Monday, March 30, 2009

Topics brainstorming

I feel very much like one of those poor people that Emily described tonight, thinking "didn't I used to have hobbies?" Though, truthfully, the problem is not so much that I don't have any hobbies, as it is that I don't feel like I have anything meaningful to contribute to the discussion.


Emily referred to knitting last night, and I knit, but I've never made anything that required more than a basic garter stitch. I made a pair of fingerless gloves with a picot edge once that absolutely astonished me as I was knitting it, because I really don't understand how reversing the direction of your knitting needle makes these patterns happen. Seriously, it might as well be magic. The only "contribution" I could really make would be to tell all beginning knitters "Novelty yarn is your friend. It hides all of your mistakes. The end." Wouldn't make for much of a website, right?

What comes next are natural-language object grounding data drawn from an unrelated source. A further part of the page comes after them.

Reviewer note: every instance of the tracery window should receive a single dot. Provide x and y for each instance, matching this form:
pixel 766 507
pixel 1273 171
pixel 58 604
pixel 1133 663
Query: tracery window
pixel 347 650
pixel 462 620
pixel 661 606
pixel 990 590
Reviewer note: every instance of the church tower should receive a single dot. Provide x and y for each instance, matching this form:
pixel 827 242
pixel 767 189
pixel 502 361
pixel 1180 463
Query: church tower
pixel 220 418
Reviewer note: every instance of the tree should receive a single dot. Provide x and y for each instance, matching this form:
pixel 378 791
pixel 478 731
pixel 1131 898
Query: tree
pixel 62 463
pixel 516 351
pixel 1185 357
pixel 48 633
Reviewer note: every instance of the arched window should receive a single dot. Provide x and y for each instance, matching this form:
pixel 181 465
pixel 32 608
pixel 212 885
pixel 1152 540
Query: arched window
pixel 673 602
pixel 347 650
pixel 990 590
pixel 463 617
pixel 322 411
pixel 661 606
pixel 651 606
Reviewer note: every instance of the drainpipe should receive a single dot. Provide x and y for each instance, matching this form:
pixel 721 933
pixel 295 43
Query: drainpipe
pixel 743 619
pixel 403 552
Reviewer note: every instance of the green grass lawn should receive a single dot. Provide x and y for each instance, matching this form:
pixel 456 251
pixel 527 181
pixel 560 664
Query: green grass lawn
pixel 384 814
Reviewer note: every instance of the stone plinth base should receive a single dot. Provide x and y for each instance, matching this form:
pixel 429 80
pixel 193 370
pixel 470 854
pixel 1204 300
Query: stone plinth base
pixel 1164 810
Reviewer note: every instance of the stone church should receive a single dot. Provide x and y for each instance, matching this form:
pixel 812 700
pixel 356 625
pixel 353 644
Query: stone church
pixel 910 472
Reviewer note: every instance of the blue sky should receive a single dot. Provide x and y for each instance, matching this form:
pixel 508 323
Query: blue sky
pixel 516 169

Above is a picture of my camera. Well, not my camera. This is a camera belonging to Pickersgill Reef on flickr. I love my camera and I bought it with every intention of learning the ins and outs of photography, but so far I'm still struggling with it, and my friends with cell phone cameras often take better pictures than I do. So I'm not really feeling like I can make a significant contribution there, unless perhaps a rant-y website wherein I expound on the difficulties of nighttime shooting might be helpful to others. Yeah, I didn't think so either.
I also sew, but only when I have a lot of free time, and that's another area where I feel like there are much better people and communities out there than this ex-4-Her whose only original design once inspired someone to say "You look like a pink dominatrix." (That wasn't really the look I was going for, if you couldn't tell by the tone of the last sentence.)
Plus, with this being my last class, I am really feeling the pressure to put together a site that might help me in my job search. One of the best projects I've done for a class was a resource guide on sustainable agriculture, and my immediate thoughts on this project were headed in that direction. Sustainable ag, architecture, libraries, energy... Once again, I'm facing this stumbling block of either having a lot of knowledge or being able to acquire a lot of knowledge, but not truly having experience of my own to share.
Is anyone else facing this problem? In addition to Emily's course requirement of being able to "contribute", I also just have this aversion to cluttering up the Internet.


Introductions

I am Jill Keller, and I am taking my last class in the MLS program at Drexel University. I work as a records coordinator in the HR department of a large pharmaceutical marketing organization. I hope to someday work for the Congressional Research Service in the Knowledge Services Division. Because most of the groups in the Knowledge Services Division are geared towards science, I am thinking about getting a second Master's degree in a scientific discipline.